The original Ariel company was established in 1870 by James Starley and William Hillman. In 1885 James Starley’s nephew, John Kemp Starley, invented the ‘Rover Safety Bicycle’ – a design that remains essentially unchanged today.
Ariel merged with Westwood Manufacturing in 1896 and made a powered tricycle in 1898 with a 2¼ h.p. de Dion engine. Hillman left soon afterwards to found Premier Motorcycles. In 1901 Ariel moved into car production – and this 1905 car dates from that period.
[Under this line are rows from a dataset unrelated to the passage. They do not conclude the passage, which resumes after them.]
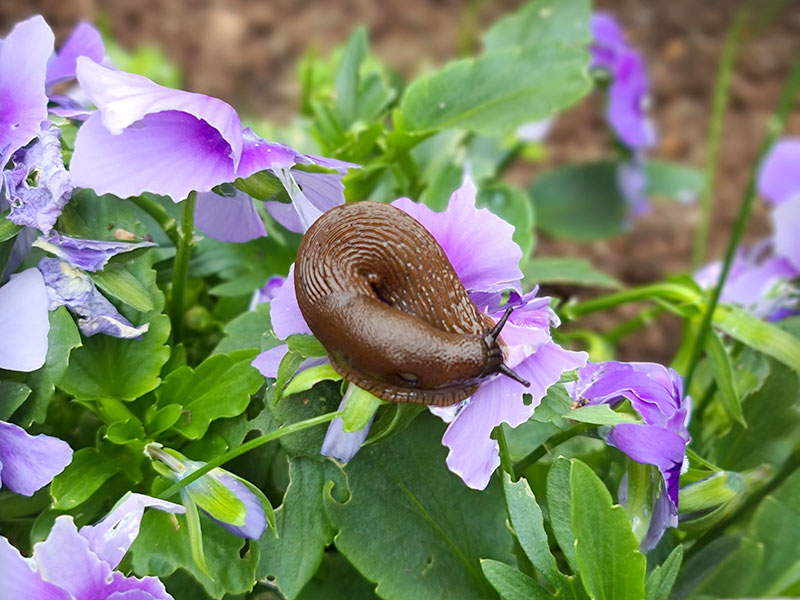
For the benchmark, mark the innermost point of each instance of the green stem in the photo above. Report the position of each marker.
(556, 440)
(718, 108)
(667, 290)
(246, 447)
(775, 126)
(161, 216)
(180, 269)
(505, 456)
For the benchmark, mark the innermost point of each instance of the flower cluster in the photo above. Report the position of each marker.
(530, 351)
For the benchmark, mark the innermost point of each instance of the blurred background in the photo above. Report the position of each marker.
(247, 51)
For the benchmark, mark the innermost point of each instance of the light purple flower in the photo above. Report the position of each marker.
(89, 255)
(23, 67)
(629, 92)
(71, 287)
(79, 565)
(479, 245)
(28, 463)
(146, 137)
(656, 394)
(24, 323)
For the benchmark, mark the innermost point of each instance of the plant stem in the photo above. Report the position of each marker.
(522, 464)
(161, 216)
(180, 269)
(774, 127)
(718, 108)
(246, 447)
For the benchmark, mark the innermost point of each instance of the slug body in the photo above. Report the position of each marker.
(379, 293)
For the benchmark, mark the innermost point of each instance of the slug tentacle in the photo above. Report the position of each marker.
(379, 293)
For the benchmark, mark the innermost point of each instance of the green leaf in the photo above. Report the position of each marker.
(497, 91)
(609, 562)
(428, 542)
(559, 508)
(542, 22)
(292, 558)
(723, 373)
(570, 271)
(61, 339)
(117, 281)
(510, 583)
(117, 368)
(12, 395)
(163, 546)
(662, 578)
(761, 335)
(511, 205)
(528, 523)
(220, 386)
(88, 470)
(580, 202)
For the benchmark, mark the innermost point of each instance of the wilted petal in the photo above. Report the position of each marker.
(284, 312)
(30, 462)
(89, 255)
(169, 153)
(24, 322)
(85, 40)
(111, 537)
(67, 286)
(477, 242)
(779, 177)
(19, 577)
(228, 218)
(23, 102)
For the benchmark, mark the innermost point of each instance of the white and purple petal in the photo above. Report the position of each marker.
(24, 322)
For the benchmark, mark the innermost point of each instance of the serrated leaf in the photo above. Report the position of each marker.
(220, 386)
(510, 583)
(609, 562)
(429, 541)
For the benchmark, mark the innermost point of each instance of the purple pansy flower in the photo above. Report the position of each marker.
(74, 564)
(656, 394)
(460, 230)
(24, 323)
(71, 287)
(146, 137)
(28, 463)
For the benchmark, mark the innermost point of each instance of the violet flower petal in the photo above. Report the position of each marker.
(477, 242)
(30, 462)
(228, 219)
(24, 322)
(20, 578)
(84, 40)
(779, 177)
(89, 255)
(23, 65)
(111, 537)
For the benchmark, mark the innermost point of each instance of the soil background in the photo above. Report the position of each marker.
(245, 51)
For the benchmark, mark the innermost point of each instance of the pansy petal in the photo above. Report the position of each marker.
(24, 322)
(111, 537)
(170, 153)
(284, 312)
(30, 462)
(19, 577)
(23, 102)
(228, 218)
(125, 98)
(89, 255)
(477, 242)
(84, 40)
(779, 177)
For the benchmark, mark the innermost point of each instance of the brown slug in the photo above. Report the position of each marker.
(379, 293)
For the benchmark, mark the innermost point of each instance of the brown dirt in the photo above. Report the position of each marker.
(245, 51)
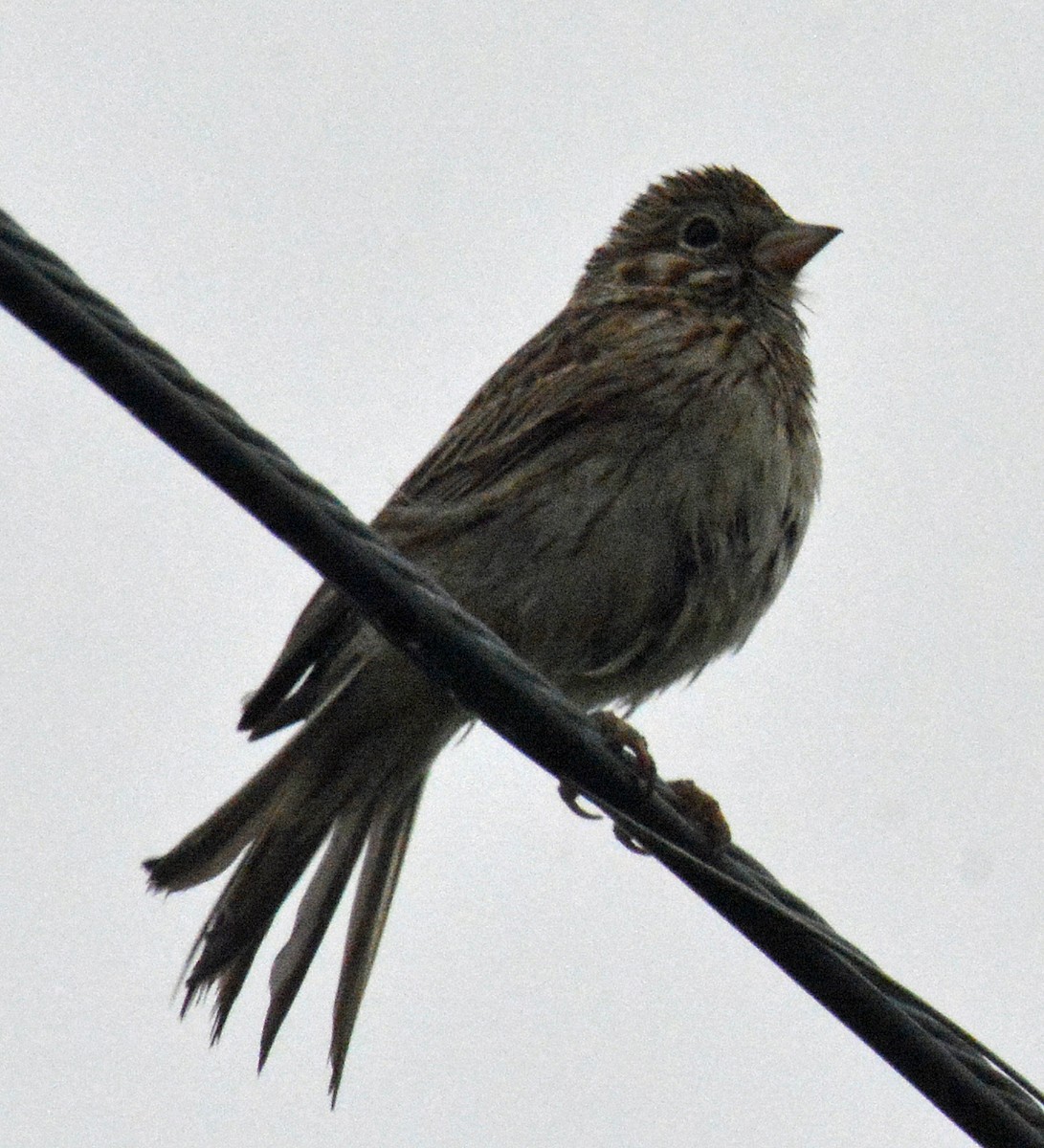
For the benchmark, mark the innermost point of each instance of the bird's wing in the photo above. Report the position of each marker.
(555, 384)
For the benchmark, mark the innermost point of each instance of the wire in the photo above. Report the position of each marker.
(988, 1100)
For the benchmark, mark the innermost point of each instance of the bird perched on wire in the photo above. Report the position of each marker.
(620, 503)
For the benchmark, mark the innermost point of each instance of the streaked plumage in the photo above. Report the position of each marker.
(620, 502)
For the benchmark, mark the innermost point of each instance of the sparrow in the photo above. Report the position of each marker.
(620, 503)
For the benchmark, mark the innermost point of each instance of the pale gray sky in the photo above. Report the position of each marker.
(344, 219)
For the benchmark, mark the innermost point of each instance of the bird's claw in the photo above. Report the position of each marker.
(569, 795)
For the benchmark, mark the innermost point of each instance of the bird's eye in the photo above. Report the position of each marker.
(700, 232)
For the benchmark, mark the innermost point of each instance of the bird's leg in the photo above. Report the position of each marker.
(623, 738)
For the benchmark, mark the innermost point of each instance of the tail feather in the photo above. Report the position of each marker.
(351, 778)
(217, 842)
(389, 835)
(315, 913)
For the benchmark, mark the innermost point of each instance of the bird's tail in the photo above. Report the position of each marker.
(338, 782)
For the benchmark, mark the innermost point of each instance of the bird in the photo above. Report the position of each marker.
(620, 503)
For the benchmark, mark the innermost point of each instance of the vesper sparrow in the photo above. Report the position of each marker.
(620, 502)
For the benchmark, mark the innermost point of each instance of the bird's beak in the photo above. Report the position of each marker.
(788, 248)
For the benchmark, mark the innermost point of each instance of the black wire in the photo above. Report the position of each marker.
(994, 1105)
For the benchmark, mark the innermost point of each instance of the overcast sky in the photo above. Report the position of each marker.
(344, 217)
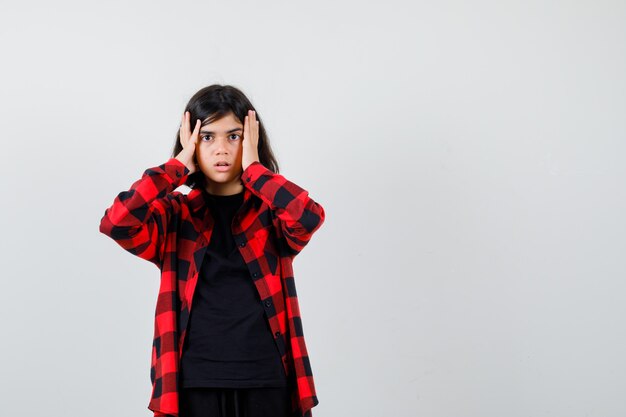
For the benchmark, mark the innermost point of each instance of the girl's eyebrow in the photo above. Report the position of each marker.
(229, 131)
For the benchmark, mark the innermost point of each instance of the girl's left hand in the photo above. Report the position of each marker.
(250, 151)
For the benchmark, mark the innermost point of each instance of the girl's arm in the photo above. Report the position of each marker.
(299, 215)
(137, 220)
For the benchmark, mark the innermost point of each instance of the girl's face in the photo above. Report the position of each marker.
(220, 141)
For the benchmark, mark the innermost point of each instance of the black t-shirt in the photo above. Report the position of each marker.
(229, 343)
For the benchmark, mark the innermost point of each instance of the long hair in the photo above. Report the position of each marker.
(214, 102)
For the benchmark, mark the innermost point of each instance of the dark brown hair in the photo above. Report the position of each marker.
(214, 102)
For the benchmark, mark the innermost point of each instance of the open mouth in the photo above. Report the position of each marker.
(222, 166)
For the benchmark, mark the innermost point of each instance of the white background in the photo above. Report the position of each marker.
(469, 157)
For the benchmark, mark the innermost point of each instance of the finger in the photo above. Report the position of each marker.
(196, 130)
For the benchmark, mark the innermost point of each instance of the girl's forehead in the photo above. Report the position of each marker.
(228, 119)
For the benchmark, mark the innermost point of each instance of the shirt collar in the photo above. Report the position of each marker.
(197, 202)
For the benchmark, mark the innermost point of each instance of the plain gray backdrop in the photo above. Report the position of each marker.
(469, 157)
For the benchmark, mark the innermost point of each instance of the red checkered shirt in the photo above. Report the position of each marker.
(171, 229)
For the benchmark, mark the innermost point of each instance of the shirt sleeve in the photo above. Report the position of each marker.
(299, 215)
(137, 220)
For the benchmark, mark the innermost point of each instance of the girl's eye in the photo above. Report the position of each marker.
(203, 137)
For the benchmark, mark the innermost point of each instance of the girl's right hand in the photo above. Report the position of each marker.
(188, 140)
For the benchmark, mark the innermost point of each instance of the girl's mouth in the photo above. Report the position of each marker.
(222, 168)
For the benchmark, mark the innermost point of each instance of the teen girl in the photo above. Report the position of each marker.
(228, 338)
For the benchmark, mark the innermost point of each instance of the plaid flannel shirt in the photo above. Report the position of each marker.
(172, 230)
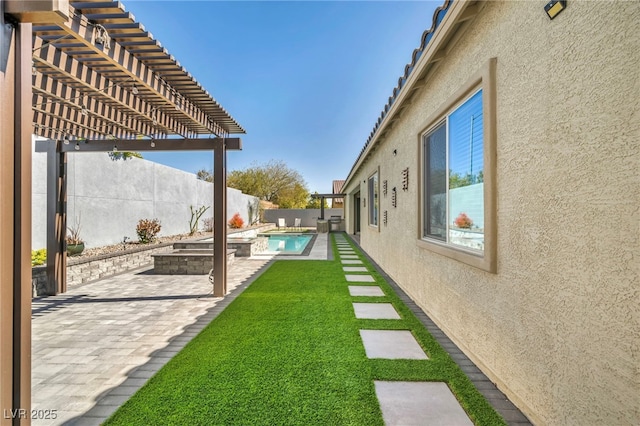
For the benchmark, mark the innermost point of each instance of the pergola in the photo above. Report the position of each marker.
(88, 77)
(101, 82)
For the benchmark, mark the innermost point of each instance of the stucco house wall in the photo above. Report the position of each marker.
(557, 324)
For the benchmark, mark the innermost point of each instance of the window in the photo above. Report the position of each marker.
(453, 164)
(374, 199)
(457, 200)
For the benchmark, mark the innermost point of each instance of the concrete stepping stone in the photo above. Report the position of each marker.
(362, 278)
(365, 290)
(354, 269)
(419, 403)
(375, 311)
(391, 344)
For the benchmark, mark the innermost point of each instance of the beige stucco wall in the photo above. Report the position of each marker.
(557, 327)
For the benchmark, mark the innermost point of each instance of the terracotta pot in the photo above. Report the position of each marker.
(75, 249)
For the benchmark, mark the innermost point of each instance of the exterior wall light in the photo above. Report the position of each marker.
(554, 7)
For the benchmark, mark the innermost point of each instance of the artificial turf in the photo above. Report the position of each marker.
(288, 351)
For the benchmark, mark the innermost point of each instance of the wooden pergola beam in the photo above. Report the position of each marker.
(101, 145)
(57, 152)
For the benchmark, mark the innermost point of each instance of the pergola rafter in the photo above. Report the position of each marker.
(101, 80)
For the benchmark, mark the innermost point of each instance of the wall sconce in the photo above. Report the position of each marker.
(405, 179)
(554, 7)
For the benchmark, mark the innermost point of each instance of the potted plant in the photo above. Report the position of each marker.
(75, 245)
The first proper Ariel car was a 10 h.p. twin-cylinder of 1902. An entirely new range was announced at the end of 1905; called the ‘Ariel-Simplex’. Inspired by Mercédès designs, they were four-cylinder cars of 15 h.p. and 25/30 h.p. and a six, supposedly of 35/40 h.p. – but, according to this picture from the December 9th 1905 issue of Country Life, called a 30 h.p.
In 1907 Ariel sold its Birmingham factory to the French Lorraine-Dietrich company, who wanted to enter the British market; after this, Ariel cars were assembled at the Coventry Ordnance Works, but production ceased in 1914.
Ariel returned to motor car production in 1922 with the Ariel Nine, powered by a flat-twin, water-cooled engine of 996 cc. In 1925 Ariel ceased production of cars once more, to concentrate on motorcycle production – including the Ariel Square Four, launched in 1931 and made until 1959.